I’m up again to a quiet house and my quiet time. Today’s verse is from a passage describing King Solomon’s temple. God’s people restored the Ark of the Covenant to the Most Holy place inside the temple, and at this time, “Nothing was in the ark except the two tablets which Moses put there at Horeb, when the Lord made a covenant with the children of Israel, when they had come out of Egypt.”

These were the commandments of God written in stone. You’d think they would have hung them on the wall for everyone to see, but they were hidden in a gold-covered wood box that represented many things to God’s people. They may not have understood then, but this Ark pointed to the future new covenant of salvation by faith in Jesus Christ.

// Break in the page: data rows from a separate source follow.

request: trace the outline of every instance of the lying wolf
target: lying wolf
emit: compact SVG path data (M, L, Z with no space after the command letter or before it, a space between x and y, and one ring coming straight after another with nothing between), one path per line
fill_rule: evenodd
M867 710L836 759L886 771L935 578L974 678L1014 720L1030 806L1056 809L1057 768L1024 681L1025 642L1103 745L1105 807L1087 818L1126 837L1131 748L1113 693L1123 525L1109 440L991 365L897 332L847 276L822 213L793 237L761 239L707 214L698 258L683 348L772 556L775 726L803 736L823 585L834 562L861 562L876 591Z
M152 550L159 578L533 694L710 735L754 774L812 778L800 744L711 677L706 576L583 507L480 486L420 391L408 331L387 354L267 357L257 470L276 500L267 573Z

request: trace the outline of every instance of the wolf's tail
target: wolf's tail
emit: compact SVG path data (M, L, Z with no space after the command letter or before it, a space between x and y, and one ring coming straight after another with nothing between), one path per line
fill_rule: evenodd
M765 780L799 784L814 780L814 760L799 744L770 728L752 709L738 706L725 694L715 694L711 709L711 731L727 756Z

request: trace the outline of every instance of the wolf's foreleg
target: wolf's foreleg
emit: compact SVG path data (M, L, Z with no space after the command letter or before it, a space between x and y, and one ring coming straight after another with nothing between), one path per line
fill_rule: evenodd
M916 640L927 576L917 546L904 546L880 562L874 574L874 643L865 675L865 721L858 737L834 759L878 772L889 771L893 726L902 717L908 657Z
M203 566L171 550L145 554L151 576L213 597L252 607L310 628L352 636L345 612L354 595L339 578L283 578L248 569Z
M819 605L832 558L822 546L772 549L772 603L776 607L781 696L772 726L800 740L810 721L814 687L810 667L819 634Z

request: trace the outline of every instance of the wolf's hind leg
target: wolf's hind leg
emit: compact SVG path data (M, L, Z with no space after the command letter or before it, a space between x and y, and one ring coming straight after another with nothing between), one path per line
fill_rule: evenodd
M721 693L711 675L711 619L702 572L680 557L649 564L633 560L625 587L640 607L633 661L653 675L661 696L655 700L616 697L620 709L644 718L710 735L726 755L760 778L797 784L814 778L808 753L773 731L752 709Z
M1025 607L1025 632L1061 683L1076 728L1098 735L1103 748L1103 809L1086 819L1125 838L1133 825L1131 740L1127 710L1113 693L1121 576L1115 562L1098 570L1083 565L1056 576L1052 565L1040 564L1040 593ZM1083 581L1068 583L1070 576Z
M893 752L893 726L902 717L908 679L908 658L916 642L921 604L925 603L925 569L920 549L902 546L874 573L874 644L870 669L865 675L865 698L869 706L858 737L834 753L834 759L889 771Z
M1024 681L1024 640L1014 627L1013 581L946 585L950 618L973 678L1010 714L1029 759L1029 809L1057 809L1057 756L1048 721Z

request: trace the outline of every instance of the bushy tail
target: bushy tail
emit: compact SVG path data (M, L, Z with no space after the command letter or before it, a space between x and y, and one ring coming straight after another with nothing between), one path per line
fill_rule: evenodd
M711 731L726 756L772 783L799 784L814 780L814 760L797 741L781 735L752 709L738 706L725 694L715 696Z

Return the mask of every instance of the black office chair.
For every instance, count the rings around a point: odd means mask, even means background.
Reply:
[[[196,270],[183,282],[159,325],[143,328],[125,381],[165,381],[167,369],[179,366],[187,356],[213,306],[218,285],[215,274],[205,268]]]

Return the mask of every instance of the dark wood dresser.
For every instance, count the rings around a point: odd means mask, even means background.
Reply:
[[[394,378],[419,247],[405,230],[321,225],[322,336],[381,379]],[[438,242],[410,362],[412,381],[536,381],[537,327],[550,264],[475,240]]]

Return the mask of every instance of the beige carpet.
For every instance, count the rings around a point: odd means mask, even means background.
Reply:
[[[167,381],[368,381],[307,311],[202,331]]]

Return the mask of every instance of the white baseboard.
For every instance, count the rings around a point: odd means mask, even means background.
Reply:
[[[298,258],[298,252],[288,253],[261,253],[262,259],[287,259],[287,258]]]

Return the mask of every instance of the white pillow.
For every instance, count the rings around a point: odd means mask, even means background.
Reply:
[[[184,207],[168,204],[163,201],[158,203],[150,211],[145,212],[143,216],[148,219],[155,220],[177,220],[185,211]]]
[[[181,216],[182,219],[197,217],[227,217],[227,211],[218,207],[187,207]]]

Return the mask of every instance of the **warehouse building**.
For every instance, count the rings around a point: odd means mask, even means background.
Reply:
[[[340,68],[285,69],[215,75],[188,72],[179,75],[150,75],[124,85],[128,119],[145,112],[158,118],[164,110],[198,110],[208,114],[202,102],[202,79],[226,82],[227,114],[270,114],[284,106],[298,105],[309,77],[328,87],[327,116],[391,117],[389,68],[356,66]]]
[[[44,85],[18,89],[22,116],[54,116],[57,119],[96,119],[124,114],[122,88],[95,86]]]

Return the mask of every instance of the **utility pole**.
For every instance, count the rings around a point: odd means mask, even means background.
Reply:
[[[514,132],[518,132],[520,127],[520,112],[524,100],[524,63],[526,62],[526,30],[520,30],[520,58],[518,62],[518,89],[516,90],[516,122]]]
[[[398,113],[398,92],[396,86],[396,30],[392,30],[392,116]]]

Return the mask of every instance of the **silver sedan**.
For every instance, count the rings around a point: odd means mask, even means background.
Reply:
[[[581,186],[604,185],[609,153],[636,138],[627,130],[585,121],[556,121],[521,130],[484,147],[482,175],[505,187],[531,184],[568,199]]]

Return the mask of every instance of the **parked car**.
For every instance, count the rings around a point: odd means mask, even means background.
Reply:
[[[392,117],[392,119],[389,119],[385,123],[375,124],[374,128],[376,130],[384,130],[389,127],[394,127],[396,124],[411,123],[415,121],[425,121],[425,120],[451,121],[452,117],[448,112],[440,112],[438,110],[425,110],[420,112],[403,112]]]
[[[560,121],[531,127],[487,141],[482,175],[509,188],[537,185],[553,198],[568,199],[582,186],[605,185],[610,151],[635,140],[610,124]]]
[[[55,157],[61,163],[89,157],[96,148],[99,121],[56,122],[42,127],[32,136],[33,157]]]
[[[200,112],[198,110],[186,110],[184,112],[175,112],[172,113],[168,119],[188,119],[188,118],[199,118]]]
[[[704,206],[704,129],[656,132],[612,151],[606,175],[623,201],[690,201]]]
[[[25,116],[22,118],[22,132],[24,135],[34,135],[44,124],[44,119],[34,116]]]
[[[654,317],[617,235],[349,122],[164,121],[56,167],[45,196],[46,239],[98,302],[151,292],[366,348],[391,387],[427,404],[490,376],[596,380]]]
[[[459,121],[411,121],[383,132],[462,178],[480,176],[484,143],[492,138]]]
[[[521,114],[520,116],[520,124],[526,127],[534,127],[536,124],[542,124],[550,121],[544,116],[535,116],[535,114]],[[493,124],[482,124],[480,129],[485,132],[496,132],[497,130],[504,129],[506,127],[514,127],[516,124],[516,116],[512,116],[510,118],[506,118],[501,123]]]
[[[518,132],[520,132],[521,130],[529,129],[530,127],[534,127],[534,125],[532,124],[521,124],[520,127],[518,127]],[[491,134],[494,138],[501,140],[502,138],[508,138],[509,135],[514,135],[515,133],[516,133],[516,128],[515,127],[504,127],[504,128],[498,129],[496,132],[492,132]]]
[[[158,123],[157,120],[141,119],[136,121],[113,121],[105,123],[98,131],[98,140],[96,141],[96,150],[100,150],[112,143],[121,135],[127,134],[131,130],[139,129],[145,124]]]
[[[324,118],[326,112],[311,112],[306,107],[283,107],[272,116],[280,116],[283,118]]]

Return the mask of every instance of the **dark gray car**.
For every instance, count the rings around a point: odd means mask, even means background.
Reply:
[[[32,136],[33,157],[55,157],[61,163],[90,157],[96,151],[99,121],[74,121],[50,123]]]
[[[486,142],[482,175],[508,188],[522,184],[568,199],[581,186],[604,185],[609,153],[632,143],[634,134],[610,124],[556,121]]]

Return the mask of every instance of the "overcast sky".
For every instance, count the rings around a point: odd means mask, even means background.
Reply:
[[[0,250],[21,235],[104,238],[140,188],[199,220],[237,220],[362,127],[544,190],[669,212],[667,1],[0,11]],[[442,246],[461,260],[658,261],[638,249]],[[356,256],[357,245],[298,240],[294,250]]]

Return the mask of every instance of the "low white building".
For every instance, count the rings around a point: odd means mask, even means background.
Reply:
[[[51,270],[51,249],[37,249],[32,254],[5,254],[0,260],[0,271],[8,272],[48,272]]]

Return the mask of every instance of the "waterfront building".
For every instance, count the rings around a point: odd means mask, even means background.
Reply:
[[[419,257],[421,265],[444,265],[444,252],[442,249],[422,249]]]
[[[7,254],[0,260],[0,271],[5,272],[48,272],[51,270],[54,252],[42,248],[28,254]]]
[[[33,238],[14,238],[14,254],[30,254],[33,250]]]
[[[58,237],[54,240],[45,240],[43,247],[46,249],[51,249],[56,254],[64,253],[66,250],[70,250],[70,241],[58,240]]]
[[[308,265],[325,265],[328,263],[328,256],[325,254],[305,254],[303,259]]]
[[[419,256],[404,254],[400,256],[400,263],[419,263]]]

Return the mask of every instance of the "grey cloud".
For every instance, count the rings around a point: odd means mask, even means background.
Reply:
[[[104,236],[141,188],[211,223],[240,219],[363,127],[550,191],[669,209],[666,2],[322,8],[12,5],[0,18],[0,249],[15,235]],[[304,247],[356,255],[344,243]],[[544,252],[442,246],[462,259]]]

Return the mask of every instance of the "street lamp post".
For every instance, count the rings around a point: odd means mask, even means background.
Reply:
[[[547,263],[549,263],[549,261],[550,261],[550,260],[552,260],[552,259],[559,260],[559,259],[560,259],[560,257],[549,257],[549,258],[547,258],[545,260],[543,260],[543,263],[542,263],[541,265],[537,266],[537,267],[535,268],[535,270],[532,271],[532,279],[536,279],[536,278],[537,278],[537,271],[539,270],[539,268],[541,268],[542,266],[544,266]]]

My first thought was that the tablets were hidden much like God says we are to hide His principles and precepts in our hearts. While that is so, I like how my devotional book describes this hiding of the tablets. It says these laws would have been a perpetual testimony against God’s people. As important as they were, no one could keep those commandments, so seeing them all the time would only serve to remind the people of God’s condemnation and judgment. The ark, which typifies Christ, thus stood between the people and the judgment of God, shielding them from their witness against them.

I know the law of God. It is there to guide me but in myself I cannot keep it because I am a sinner; His standard is beyond my capacity. However, the Ark was also known as the Mercy Seat, the place where sacrificial blood atoned for the sins of God’s people. By the laws on these tablets I am guilty before God, but by the atoning sacrifice of Jesus Christ, I am no longer condemned.

Not only that, my devotional book says, Jesus came to fulfill the law for us, “so that which was on the tablets against us has now become what is in the Ark for us.” In other words, “the law-maker on the throne has become the law-keeper in my heart.”

So I celebrate today three things: my husband’s birthday, our granddaughter’s strides toward well-being, and the love of Christ that frees God’s people from condemnation and gives us the grace we need to live the way God wants us to live.